IN HALO WE TRUST, 2021

This project is a work of investigation discoursing on the semiotic and factual presence  of western institutions across the Globe, while discovering or revisiting information and  un-archiving knowledge on the relations of coloniality between the West and African  Nations since their independence. It probes into my research of a particular aspect of  my recent project An Angolan Archive (2020): the semiotic presence of saviour entities  in the context of post-conflict territories, such as post-colonial nation-states, as is the  case of Angola. 

It initially delves into the visual presence of ‘The Halo Trust’ in the country, and the  popular understanding of the Halo Trust waist coat in our collective memory. During my  research, I learnt that the most licensed image hashtagged #Angola, at the biggest world  corporation for image licensing, was the photograph of Princess Diana walking through  a minefield in Huambo, Central Angola in January 1997. 

This visual piece of data has been continuously the most published and disseminated  reference to the country in the international media.
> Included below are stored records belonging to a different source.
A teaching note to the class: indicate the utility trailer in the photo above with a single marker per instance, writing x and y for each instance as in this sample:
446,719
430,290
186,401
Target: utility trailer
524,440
Such a discovery brought questions  regarding the body, context, visual semiotic representations, and both historical and  contemporary networks at play between alleged ex-colonies and colonial empires. 

Who continuously writes history? To what extent can stories question history? How is  the past written on the land, and how to read it? How can local experience and  knowledge become data? Which bodies are allowed to write? Which bodies carry the  memory? Which images appeal to people’s emotions? What discerns Diana and Sandra  Tigica? – Sandra Tigica is the young Angolan girl, who lost her leg to a land mine and  Princess Diana was looking to adopt before her death in August 1997. 

Equally relevant questions arise when googling the relationship between the Princess  and The Halo Trust from the UK, where Google advises that (paraphrasing) – as a result  of geographical location of the IP address, some results might have been hidden, due to  redundancy of information, among other reasons. 

This project is not interested in directing guilt or shaming entities/people/institutions. It  is rather keen to understand the networks at play in our collective memory and the  problematics of such networks. 

It therefore works towards inciting productive conversations about ways to navigate  such collective societal memory, and having those discussions as a work in progress into  healing, and moving forward productively instead of moving on.